Acta Crystallogr D Biol Crystallogr. 2001 Oct;57(Pt 10):1445-50. doi: 10.1107/s0907444901014007. Epub 2001 Sep 21.
The aim of ARP/wARP is improved automation of model building and refinement in macromolecular crystallography. Once a molecular-replacement solution has been obtained, it is often tedious to refine and rebuild the initial (search) model. ARP/wARP offers three options to automate that task to varying extents: (i) autobuilding of a completely new model based on phases calculated from the molecular-replacement solution, (ii) updating of the initial model by atom addition and deletion to obtain an improved map and (iii) docking of a structure onto a new (or mutated) sequence, followed by rebuilding and refining the side chains in real space. A few examples are presented where ARP/wARP made a considerable difference in the speed of structure solution and/or made possible refinement of otherwise difficult or uninterpretable maps. The resolution range allowing complete autobuilding of protein structures is currently 2.0 A, but for map improvement considerable advances over more conventional refinement techniques are evident even at 3.2 A spacing.

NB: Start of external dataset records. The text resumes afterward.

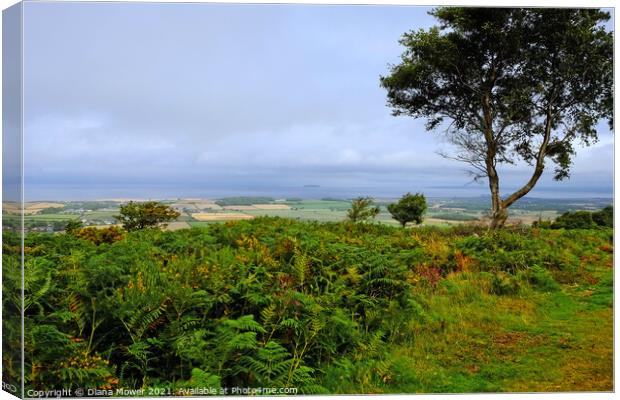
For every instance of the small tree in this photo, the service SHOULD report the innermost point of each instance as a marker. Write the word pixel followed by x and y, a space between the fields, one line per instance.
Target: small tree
pixel 134 216
pixel 409 208
pixel 362 209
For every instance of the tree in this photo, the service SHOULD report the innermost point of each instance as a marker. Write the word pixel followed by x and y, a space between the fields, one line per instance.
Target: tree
pixel 409 208
pixel 510 86
pixel 362 209
pixel 134 216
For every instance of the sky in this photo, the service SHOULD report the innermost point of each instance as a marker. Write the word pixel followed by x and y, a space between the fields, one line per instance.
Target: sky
pixel 151 100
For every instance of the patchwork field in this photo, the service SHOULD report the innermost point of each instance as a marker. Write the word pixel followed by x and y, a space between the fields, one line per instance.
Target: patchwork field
pixel 220 216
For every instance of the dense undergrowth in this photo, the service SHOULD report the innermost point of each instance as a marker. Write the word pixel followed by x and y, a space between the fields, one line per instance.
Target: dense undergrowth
pixel 323 307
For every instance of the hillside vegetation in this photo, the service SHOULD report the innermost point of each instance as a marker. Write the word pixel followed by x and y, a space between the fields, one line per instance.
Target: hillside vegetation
pixel 323 307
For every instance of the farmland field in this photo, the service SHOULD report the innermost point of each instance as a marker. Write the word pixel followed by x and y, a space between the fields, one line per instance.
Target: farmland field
pixel 198 212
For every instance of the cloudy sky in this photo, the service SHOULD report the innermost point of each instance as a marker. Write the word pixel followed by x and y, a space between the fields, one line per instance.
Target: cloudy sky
pixel 166 100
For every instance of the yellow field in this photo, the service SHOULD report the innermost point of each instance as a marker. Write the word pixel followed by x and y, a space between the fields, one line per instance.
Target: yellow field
pixel 175 226
pixel 239 208
pixel 220 216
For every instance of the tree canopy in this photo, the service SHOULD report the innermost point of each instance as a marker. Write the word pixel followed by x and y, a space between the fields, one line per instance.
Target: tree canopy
pixel 509 85
pixel 134 216
pixel 409 208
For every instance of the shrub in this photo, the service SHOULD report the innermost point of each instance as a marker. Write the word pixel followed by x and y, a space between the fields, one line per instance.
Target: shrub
pixel 362 209
pixel 409 208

ARP/wARP的目的是提高大分子晶体学中模型构建和精修的自动化程度。一旦获得分子置换解,对初始(搜索)模型进行精修和重建往往很繁琐。ARP/wARP提供了三种不同程度自动化该任务的选项:(i)基于从分子置换解计算出的相位自动构建全新模型;(ii)通过添加和删除原子来更新初始模型,以获得改进的电子密度图;(iii)将一个结构对接至新的(或突变的)序列上,随后在真实空间中重建和精修侧链。文中给出了一些示例,展示了ARP/wARP在结构解析速度方面产生了显著差异,和/或使得原本难以精修或无法解释的电子密度图得以精修。目前允许完全自动构建蛋白质结构的分辨率范围是2.0 Å,但即使在3.2 Å的间距下,与更传统的精修技术相比,在电子密度图改进方面也有明显进展。